6)	And of course to state the obvious, oil change , lube job, check brakes, wax job, etc
7)	And finally…argue with my son, Thor, to see who get’s to drive it for lap around the track at Indy!!​
A little bit about the car….The car has been in the family since 1982. My Dad bought it to replace his 66 Tiger Gold GTO convertible that was rear ended on the Ohio Turnpike in 1981 when I was driving it home to Pennsylvania where I lived at the time. My folks were retired and living in Arizona. My Dad found the 65 in Arizona. I bought from him in 1988. 





























Anyways, I don’t want this post to get too long. We will keep posting with updates as we get ready for the Power Tour and Photos of any cool Tempests, LeMans & GTO’s on the power tour.

Chief


----------



## Thor7352 (Oct 11, 2010)

I'm driving it on the speedway.....


----------



## Instg8ter (Sep 28, 2010)

LOL cheif and Thor, have a great time, i was hoping my Tempest would be done to do the Muskegon to Metro beach leg. if i get her together maybe i will catch up with you two there, have a laundry list of finishing though, after painting it myself last weekend. have fun and be safe...arty:

1966 Tempest pictures by instg8ter - Photobucket

Brian


----------



## Thumpin455 (Feb 17, 2010)

Wish I could do it this year, just didnt work out. Maybe next year I can get my brothers to go along with their cars. Have fun, take lots of pics for us.


----------



## chief65 (Jun 6, 2011)

Status report on the 65 GTO Hot Rod Power Tour Prep

Thor & I took some vacation so we are going full speed ahead getting this car ready, Here is where we are at.

1) quick ratio PS Box - this crashed & burned, the new coupling (rag joint) was for a 13/16 input and the new box has a 3/4 input shaft Ames sent a different one 2nd day air but it was also a 13/16. 
2) Front End alignment - Sucess here, the car needed 2 ball joints, we can do this at home but because of time had the alignment shop do it, car handles great now and doesn't wander anymore.
3) Fuel pump - done, a little disappointed it must run all the time but hopefully no more vapor lock!!










4) tail light wiring harness - Done, all the lights work fine now and we should be safe for the trip.

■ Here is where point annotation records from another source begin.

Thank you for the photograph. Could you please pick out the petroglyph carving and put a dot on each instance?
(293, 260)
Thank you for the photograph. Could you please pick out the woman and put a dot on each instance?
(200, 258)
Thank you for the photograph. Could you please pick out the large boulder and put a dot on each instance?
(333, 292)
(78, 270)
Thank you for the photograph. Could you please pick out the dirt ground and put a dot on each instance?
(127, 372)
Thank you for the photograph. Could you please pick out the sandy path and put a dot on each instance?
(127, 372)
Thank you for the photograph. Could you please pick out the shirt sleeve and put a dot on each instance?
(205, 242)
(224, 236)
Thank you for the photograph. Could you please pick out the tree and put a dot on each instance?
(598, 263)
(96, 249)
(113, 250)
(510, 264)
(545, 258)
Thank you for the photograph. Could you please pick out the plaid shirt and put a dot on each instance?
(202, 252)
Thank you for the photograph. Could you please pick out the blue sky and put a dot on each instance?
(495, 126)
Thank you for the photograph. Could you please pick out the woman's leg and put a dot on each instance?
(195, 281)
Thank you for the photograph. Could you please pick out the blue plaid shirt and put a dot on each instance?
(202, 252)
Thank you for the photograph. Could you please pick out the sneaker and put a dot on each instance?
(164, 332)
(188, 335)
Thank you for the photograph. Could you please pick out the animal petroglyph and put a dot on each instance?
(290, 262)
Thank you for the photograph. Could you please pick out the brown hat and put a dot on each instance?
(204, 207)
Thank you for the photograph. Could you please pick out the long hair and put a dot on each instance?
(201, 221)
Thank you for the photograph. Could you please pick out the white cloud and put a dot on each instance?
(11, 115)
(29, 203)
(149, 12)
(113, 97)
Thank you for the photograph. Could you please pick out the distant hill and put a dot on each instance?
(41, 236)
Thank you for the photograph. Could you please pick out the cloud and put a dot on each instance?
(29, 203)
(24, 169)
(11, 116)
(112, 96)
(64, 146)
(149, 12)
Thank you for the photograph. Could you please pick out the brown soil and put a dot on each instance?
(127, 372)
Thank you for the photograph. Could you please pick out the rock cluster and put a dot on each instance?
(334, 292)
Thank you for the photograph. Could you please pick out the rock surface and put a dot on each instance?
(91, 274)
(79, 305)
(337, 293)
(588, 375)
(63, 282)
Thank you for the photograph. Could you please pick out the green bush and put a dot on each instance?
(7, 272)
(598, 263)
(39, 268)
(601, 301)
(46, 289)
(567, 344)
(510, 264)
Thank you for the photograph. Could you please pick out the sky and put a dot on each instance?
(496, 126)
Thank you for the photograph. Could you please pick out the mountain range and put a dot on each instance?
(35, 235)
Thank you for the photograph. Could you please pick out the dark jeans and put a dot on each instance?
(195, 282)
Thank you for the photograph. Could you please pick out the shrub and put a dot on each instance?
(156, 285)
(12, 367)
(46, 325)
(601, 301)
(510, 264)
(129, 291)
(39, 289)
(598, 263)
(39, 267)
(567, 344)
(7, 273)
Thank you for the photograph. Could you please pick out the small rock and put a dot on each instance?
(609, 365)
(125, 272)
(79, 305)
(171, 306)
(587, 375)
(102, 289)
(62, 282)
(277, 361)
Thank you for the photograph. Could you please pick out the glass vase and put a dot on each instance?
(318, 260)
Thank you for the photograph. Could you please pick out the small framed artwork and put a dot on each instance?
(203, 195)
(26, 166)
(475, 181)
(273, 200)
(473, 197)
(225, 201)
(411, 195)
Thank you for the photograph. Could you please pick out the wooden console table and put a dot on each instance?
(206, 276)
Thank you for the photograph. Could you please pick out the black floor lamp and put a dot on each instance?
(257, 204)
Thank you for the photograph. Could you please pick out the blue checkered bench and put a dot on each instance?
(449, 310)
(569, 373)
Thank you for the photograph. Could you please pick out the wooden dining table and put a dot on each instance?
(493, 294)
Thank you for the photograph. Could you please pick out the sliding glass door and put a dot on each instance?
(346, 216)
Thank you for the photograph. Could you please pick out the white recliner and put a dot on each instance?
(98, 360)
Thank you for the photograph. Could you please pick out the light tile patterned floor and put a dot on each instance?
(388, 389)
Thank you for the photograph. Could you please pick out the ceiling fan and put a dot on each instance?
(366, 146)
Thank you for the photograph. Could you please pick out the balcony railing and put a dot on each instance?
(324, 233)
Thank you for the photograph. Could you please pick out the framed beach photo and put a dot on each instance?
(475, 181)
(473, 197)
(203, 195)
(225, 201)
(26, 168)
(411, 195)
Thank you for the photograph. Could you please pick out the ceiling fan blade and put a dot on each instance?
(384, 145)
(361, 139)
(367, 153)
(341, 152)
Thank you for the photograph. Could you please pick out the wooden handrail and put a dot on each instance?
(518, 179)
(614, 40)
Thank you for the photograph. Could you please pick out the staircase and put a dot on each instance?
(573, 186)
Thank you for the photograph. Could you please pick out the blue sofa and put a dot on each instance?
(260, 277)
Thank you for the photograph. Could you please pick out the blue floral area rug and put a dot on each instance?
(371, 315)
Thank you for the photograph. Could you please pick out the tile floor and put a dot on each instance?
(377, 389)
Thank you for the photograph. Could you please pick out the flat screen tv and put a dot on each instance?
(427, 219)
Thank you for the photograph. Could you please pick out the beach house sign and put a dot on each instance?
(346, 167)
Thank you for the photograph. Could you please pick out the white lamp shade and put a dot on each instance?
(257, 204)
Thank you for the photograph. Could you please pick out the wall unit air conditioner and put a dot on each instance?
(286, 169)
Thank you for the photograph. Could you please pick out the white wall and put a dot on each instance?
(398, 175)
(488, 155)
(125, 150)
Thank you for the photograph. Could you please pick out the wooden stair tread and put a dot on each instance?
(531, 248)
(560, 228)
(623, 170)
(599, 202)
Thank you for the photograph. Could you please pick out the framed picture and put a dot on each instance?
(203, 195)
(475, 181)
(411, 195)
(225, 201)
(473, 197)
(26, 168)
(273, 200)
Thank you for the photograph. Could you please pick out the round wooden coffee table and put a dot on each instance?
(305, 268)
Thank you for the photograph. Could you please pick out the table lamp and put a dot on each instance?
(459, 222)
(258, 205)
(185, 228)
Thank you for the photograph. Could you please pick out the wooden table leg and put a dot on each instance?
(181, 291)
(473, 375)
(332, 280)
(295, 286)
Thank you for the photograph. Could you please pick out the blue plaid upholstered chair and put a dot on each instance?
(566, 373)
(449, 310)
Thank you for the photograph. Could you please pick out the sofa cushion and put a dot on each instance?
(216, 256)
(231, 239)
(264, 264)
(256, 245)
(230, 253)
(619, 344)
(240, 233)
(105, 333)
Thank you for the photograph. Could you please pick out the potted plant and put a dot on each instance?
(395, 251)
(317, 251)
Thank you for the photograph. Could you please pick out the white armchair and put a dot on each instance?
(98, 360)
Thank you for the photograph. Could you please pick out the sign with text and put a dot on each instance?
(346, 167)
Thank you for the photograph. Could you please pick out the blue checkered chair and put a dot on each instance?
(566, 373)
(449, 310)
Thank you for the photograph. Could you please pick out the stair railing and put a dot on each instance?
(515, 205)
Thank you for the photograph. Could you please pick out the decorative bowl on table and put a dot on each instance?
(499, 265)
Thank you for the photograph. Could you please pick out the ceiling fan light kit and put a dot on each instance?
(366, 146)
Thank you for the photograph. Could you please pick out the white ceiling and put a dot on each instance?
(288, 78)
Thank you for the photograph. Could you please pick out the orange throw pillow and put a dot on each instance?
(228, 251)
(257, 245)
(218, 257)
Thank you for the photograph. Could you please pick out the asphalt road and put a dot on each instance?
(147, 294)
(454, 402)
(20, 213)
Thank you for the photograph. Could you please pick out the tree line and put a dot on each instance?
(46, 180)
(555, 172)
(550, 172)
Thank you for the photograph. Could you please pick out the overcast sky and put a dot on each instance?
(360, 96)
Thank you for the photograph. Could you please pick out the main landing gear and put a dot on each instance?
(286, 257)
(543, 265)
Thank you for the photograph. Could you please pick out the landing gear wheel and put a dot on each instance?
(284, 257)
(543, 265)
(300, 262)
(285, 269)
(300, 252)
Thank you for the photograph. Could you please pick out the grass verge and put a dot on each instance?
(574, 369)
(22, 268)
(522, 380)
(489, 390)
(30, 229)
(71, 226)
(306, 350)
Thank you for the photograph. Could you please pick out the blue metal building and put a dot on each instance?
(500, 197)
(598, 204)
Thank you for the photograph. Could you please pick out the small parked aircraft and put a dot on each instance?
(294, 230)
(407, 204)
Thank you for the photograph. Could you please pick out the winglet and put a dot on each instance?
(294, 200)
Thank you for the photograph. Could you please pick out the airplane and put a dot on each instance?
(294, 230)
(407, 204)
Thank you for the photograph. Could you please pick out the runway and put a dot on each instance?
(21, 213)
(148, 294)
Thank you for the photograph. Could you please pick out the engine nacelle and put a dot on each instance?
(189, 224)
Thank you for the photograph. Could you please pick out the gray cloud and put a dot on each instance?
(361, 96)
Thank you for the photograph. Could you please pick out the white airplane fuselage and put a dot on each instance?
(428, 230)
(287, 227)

The wiring harness was an exact replacement.

5) Repaint ugly battery tray - Done

6)Oil change filter lube job adjust clutch ets - Done but noticed this on the front stabilizer, you would think this would be a simple job but nooo this took forever to accomplish.









So got new bushings but they were way too big









So trimmed with hack saw then fine tuned on beltsander









Bracket must have hit a curb or parking lot stop so it needed an attitude adjustment








Finally all set ready to install. Rubber looks crooked but with stabilizer it is straight. Also replaced stabilizer end link bushing & hardware.











7) it is going to be interested to see who gets to pilot that 65 at Indy, hopefully both of us!! Thor paid for the Power tour registration but it is my car.......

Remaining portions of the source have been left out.